Non è l’urlo primitivo di Immigrant Song, il capolavoro Stairway to Heaven o la suggestione orientale di Kashmir, né la furia di Rock and Roll o la trascendenza blues di Dazed and Confused o Babe I’m Gonna Leave You. Secondo il frontman dei Led Zeppelin il suo pezzo migliore è The Rain Song, il momento più onirico, immersivo e consolatorio del quinto album Houses of the Holy, uscito il 28 marzo 1973: “Il brano in cui ho cantato meglio in assoluto. Quando l’ho riascoltato ho pensato: non posso fare meglio di così.”

“Nella primavera del mio amore, la mia seconda stagione / tu sei la luce del sole che mi fa crescere, non ho mai provato una tale sensazione di calore”, canta Robert Plant in una delle ballad più belle di sempre, nata da una base strumentale lunga sette minuti che Jimmy Page ha creato nello studio appena installato nella sua casa di Plumpton, nelle campagne inglesi. Page suona una chitarra Danelectro, mentre la base orchestrale è realizzata dal leggendario Mellotron suonato da John Paul Jones.

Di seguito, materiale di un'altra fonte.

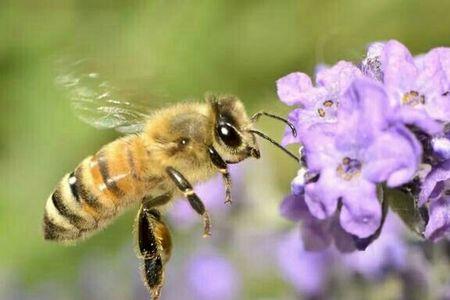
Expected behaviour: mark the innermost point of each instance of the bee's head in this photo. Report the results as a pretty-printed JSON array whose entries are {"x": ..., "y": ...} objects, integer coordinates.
[
  {"x": 234, "y": 135},
  {"x": 232, "y": 138}
]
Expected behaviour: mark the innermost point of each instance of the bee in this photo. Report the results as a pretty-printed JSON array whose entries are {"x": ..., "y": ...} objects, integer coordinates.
[{"x": 164, "y": 153}]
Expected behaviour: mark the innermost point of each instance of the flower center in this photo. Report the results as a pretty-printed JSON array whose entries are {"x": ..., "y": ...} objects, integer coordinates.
[
  {"x": 413, "y": 98},
  {"x": 349, "y": 168},
  {"x": 322, "y": 111}
]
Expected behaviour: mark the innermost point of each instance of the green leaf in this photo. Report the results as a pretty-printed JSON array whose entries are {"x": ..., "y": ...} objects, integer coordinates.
[{"x": 406, "y": 208}]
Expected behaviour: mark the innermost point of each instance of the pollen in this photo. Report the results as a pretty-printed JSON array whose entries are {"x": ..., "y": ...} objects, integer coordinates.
[
  {"x": 321, "y": 112},
  {"x": 349, "y": 168},
  {"x": 328, "y": 103},
  {"x": 413, "y": 98}
]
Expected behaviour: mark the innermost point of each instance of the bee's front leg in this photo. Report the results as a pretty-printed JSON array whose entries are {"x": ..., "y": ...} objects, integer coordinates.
[
  {"x": 222, "y": 167},
  {"x": 186, "y": 188}
]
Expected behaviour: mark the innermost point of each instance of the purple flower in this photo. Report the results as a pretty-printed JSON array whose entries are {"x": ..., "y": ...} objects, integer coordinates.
[
  {"x": 211, "y": 276},
  {"x": 317, "y": 234},
  {"x": 371, "y": 65},
  {"x": 353, "y": 155},
  {"x": 306, "y": 271},
  {"x": 420, "y": 89},
  {"x": 388, "y": 253},
  {"x": 316, "y": 104},
  {"x": 212, "y": 193},
  {"x": 436, "y": 192}
]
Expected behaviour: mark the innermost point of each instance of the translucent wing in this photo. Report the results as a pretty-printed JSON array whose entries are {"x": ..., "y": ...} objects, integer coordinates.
[{"x": 99, "y": 103}]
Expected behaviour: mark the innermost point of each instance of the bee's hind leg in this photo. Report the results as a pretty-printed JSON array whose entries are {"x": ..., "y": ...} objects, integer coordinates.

Grazie al mix voluto da Page, che utilizza una nuova console Vista costruita con componenti dello studio mobile dei Pye Studios, con cui i Led Zeppelin hanno registrato il loro concerto del 1970 alla Royal Albert Hall, la voce di Plant è al centro della traccia e guida letteralmente l’ascoltatore nelle atmosfere del pezzo, creando un effetto profondamente emozionante: “Credo che le parti più alte in falsetto di The Rain Song siano il mio biglietto da visita”, ha detto una volta Robert Plant, “Sono arrivato al mio massimo e non potrei superarlo.”